In our example, adding a Filter Tool to highlight activity by just this particular user and examining the timestamps indicates that this user was moving very quickly between different machines (2.5 seconds!), so unless they are a gifted Olympic sprinter then another factor may be at play. Depending on how extensive this type of activity is, it might merit a follow-up conversation with the user to establish context and guide further exploration:
You've seen how straightforward it is to leverage the power of Alteryx in log exploration, adding simple tool chains to ask interesting questions of the logs. The example workflow used in this post is attached for reference and can be used as a starting point for your own log exploration module.
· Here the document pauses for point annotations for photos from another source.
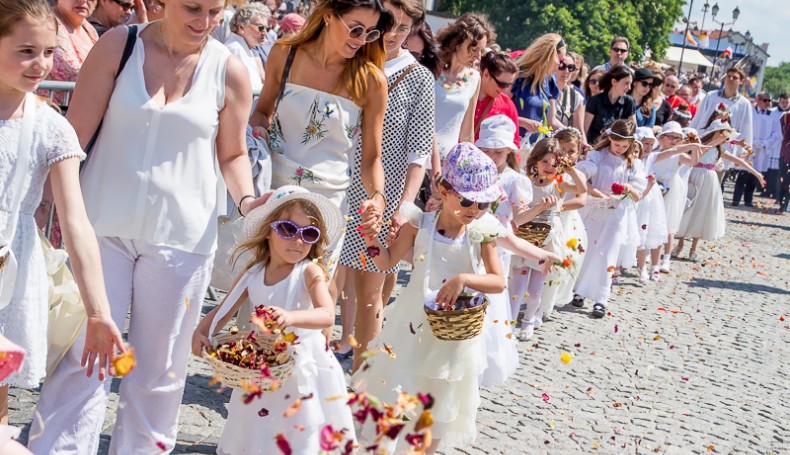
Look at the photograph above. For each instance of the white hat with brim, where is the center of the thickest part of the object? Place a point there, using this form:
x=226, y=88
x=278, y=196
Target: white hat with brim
x=718, y=125
x=644, y=132
x=671, y=127
x=333, y=218
x=497, y=132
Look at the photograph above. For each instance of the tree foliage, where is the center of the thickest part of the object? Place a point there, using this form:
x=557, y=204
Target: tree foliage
x=777, y=79
x=588, y=26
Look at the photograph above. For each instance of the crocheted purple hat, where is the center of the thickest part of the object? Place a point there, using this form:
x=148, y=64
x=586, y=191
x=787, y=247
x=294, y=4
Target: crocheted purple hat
x=471, y=173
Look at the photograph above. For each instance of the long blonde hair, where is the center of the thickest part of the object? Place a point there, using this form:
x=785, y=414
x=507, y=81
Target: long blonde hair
x=537, y=62
x=259, y=244
x=369, y=59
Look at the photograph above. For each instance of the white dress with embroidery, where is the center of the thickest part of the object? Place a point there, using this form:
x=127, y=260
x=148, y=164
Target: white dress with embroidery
x=312, y=140
x=448, y=370
x=24, y=320
x=651, y=215
x=250, y=429
x=605, y=220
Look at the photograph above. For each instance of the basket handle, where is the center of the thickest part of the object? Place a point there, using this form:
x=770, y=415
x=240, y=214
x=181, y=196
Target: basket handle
x=229, y=303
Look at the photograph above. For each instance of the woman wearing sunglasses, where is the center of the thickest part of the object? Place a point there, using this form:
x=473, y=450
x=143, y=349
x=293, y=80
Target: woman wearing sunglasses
x=407, y=145
x=248, y=27
x=498, y=72
x=592, y=83
x=570, y=105
x=535, y=91
x=321, y=81
x=642, y=92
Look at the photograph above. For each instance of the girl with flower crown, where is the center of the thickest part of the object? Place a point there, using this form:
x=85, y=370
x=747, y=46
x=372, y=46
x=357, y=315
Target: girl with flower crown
x=616, y=178
x=704, y=218
x=454, y=252
x=548, y=185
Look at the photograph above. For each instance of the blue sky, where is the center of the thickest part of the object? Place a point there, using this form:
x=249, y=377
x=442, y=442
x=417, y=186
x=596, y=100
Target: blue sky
x=768, y=20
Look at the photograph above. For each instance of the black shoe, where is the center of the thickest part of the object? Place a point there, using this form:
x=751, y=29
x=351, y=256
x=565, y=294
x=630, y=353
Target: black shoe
x=599, y=311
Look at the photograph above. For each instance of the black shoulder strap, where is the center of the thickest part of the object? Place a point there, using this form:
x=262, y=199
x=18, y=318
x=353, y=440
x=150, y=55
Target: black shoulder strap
x=131, y=38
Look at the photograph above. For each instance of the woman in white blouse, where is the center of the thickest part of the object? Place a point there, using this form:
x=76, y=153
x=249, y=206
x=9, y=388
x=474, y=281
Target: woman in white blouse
x=177, y=110
x=248, y=27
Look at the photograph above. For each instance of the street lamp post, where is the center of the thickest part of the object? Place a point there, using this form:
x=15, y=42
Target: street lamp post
x=735, y=13
x=685, y=38
x=704, y=13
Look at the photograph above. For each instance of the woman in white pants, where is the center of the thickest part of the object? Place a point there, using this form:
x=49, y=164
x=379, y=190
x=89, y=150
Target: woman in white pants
x=179, y=106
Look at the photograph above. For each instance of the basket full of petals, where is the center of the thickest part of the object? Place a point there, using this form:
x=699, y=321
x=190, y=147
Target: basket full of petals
x=251, y=358
x=461, y=322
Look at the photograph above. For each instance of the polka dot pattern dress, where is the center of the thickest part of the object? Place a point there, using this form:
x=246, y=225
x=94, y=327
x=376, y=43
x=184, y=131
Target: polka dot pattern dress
x=407, y=136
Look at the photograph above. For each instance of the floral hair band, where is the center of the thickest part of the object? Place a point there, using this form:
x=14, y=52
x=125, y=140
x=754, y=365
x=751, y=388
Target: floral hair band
x=609, y=132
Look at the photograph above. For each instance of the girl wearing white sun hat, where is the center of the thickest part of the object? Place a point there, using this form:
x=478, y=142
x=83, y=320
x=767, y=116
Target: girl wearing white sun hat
x=704, y=218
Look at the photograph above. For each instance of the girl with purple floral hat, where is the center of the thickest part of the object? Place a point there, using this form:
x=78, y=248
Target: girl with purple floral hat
x=454, y=253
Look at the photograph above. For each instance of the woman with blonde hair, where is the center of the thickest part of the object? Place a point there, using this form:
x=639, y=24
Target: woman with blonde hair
x=535, y=92
x=326, y=90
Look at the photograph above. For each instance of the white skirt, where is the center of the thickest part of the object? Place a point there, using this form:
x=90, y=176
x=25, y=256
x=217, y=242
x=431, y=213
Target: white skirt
x=651, y=218
x=675, y=202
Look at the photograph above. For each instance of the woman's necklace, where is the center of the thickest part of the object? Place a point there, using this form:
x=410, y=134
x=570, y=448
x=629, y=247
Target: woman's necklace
x=176, y=67
x=460, y=80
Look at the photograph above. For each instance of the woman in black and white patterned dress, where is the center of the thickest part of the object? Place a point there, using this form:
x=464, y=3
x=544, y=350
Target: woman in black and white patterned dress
x=407, y=143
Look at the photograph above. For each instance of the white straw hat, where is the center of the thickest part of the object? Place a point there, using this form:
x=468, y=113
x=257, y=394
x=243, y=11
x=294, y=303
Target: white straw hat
x=671, y=127
x=718, y=125
x=333, y=219
x=497, y=132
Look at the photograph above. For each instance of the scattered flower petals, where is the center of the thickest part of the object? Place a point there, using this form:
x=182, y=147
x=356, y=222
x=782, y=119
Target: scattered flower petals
x=124, y=363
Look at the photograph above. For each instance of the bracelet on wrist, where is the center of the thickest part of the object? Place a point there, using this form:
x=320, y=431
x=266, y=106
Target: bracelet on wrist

You have a Server, you have the Scheduler, you have Alteryx, so why not combine them all and look toward automating common log-related processes? To that end, I'd be grateful to learn more about how you're monitoring Server, including successes, missing features/options, or pitfalls/pain points you'd like to see eliminated. Feel free to add a comment here or send me a PM, feedback is greatly appreciated as that's one way we continue moving the product forward together.
This is a perfect place for a shameless Inspire 2016 plug...
There are myriad Server-specific offerings at Inspire this year including an all-day course on Monday and several talks throughout the conference. There will be plenty of Server-savvy Alteryx employees on hand in the Solutions Center all week so if you're new to Server (perhaps, considering your first Server deployment?) or an existing Server user (are you ready to optimize and scale out?), please come and see us. There's a special Server roundtable event in the Solutions Center on Thursday morning, a great chance to grab a free coffee & sweet treats and pose interesting questions to other Server clients and Alteryx folks. And, the Server event is a great precursor to @Ned's deep-dive into the Alteryx Engine Thursday mid-morning, definitely a session you don't want to miss this year!
A huge thanks to @GaryS for being a solid sounding board and helping with the examples.